Textes bibliques

« La femme dans l’Église » d’Alfred Kuen #lupourvous

La place des femmes dans l’Église est une pomme de discorde dans toutes les Églises et depuis toujours. Des historiques aux plus petites communautés évangéliques, le diable se plaît à nous voir nous diviser sur la question.

Le spectre des « largesses » accordées aux femmes va du mutisme le plus total à l’égalité la plus complète. De même, les réactions peuvent aller d’un extrême à l’autre, de Catherine Booth qui déplore le déshonneur fait à Dieu et les pertes occasionnées par l’utilisation de 1 Co 14.34, à John Rice qui évoque les millions de personnes en partance pour l’enfer suite à la prédication des femmes !!

Et pourtant… les 2 parties utilisent les mêmes textes ! Pour arriver à des conclusions diamétralement opposées… Comment est-ce possible ?

Alfred Kuen, comme à son habitude, fait intervenir de nombreux spécialistes de toutes époques et de tous lieux, et s’est entouré de plusieurs conseillers afin de donner un éclairage le plus fidèle possible.

Si les positions sont bien tranchées de part et d’autre, Kuen prévient qu’aucun des deux camps ne sera satisfait.
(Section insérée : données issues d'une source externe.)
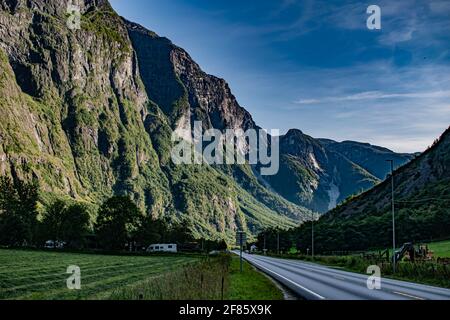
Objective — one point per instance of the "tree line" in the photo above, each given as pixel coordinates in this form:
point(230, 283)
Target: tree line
point(119, 223)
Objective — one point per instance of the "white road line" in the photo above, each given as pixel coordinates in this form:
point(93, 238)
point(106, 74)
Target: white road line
point(408, 295)
point(294, 283)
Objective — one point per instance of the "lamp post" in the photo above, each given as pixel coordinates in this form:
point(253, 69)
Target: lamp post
point(393, 215)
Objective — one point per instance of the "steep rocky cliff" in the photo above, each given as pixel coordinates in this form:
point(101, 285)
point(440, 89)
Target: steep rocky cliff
point(314, 176)
point(77, 115)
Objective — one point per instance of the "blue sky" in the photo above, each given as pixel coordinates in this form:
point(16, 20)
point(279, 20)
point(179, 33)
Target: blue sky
point(314, 65)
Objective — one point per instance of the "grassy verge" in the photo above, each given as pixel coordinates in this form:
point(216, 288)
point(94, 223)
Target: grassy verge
point(250, 284)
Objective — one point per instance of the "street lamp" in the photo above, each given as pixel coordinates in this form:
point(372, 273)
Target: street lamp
point(393, 213)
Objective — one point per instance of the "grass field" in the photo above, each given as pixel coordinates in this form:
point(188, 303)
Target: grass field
point(250, 284)
point(42, 275)
point(440, 249)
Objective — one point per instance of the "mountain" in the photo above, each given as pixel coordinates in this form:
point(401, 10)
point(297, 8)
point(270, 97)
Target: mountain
point(315, 176)
point(82, 113)
point(372, 158)
point(90, 112)
point(422, 197)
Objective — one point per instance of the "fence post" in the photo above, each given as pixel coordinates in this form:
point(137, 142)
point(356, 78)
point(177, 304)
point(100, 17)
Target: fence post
point(223, 280)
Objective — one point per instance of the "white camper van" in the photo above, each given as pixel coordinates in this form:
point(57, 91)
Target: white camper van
point(162, 248)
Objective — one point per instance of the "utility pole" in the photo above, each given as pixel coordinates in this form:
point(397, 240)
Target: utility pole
point(264, 250)
point(393, 215)
point(312, 236)
point(278, 241)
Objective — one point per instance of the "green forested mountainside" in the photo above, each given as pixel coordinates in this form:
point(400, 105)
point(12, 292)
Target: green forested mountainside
point(89, 113)
point(422, 193)
point(370, 157)
point(76, 116)
point(313, 176)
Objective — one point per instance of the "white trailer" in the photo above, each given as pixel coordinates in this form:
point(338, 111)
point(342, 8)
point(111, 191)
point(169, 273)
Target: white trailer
point(162, 248)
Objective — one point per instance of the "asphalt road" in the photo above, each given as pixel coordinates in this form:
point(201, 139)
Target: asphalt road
point(317, 282)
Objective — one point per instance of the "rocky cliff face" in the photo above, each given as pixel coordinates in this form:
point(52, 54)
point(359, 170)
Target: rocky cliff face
point(314, 176)
point(90, 112)
point(372, 158)
point(423, 184)
point(85, 114)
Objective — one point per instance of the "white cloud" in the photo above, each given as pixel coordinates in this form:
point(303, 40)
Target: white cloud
point(377, 95)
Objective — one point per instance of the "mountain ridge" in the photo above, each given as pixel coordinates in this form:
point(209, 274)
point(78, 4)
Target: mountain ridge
point(90, 113)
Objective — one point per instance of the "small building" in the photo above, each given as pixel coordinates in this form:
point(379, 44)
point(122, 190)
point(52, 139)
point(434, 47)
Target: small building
point(162, 248)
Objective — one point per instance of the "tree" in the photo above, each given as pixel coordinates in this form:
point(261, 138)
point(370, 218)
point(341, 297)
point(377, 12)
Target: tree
point(117, 223)
point(66, 222)
point(151, 231)
point(18, 213)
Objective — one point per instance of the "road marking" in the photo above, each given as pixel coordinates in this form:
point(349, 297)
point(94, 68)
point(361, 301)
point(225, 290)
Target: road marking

Le livre se veut selon lui une exégèse scrupuleuse et scripturaire.

Parmi les méthodes existantes, c’est celle de Jésus que Kuen va utiliser pour une herméneutique solide. Il va donc tenir compte :

  • Du contexte culturel de l’auteur
  • Des différents contextes dans lesquels les femmes évoluaient
  • De ce que dit ou montre TOUTE la Bible sur le sujet
  • Des versets clairs qui interprètent les textes obscurs

Quid de la place des femmes à travers les époques considérées ?

Avant la chute

La femme est créée comme une aide égale à l’homme, son « ezer », terme qui sera par la suite utilisé pour Dieu lui-même ! L’homme et la femme forment une unité parfaite, complète ENSEMBLE.

Après la chute

La femme vit sous le « compromis de l’ancienne alliance » et a les mêmes privilèges au culte exceptés la prêtrise et l’enseignement. La femme est peu considérée, mais certaines d’entre elles, telles Sara, Myriam, Déborah, Houlda, et d’autres, auront un destin particulier.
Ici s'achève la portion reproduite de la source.